By the time I was finally dressed I was feeling way better and knew that I could make it through the day. It is just so hard some days to make that initial step. I have learned though that even when I am having a flare I end up feeling better if I at least get a hot shower and clean jammies on and even better if I can manage a walk on those days. I know some take to thier beds for days on end but I would lose my mind if I did that. Jayson was a big help while I was sick but the party is now over. As soon as he see's me looking better he assumes that all is well again and it's time for Karen to go back to doing it all. I let him know that even on good days I still need his help and that he shouldnt even look at it as helping out but just doing his part in this household,that just because he works doesnt mean that when he walks through that door that it now means that I am here to serve him til bedtime which had been the case. I felt so guilty for not being able to hold a job that I was doing it all including waiting on him hand and foot like a slave.
He still pulls the same old crap but I just dont take the bait anymore. He will go ohhhhhhhhhhh I think I will get up and get a glass of milk or ohhhhhhh some cookies sound good and then he sits and doesnt move and waits for me to jump up and meet his wants.

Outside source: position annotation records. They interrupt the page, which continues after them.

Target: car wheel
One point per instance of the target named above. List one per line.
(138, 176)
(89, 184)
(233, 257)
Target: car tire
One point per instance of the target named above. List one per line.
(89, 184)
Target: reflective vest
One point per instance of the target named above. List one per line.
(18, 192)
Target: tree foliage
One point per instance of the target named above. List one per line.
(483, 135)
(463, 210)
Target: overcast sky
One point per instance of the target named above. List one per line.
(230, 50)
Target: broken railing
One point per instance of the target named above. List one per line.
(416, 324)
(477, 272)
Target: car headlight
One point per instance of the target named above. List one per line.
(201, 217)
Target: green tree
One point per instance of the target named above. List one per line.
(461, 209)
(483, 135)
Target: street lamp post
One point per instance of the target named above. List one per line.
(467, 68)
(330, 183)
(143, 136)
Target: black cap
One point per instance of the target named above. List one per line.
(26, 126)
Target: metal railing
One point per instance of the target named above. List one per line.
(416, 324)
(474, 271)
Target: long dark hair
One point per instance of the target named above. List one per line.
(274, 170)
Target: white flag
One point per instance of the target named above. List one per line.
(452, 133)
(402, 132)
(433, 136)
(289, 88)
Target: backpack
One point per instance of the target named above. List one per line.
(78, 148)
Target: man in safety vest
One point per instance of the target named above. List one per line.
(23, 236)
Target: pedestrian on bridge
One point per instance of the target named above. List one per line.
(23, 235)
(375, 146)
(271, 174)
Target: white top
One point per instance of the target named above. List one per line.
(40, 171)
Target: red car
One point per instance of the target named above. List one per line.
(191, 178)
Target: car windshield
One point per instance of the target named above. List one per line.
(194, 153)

In the past for most of our relasionship that was exactly what I did. I immediatly jumped up and got him whatever he wanted. I still find it hard to not do that. Its ok to serve him sometimes but specially when he knows I am hurting he still expects it and then says ohhhhhhh you didnt have to get up I was going to do it,ya right. I can read this man like a book. Bad habits are hard to break for both of us. Just like me bringing home whatever sweet he likes to make him happy. I was part of the problem as an enabler to hamper his losing weight. He loves to eat and eats whenever he is bored or tired or happy or whenever. I dont bite at that anymore either. He goes into the kitchen and opens the "snack" drawer which I by the way used to have full of candy bars and all kinds of goodies but its now used to hold other kitchen stuff. He still goes right for that drawer but finding it empty of goodies walks away and that is one less candy bar that I am responsible for supplying to either of us.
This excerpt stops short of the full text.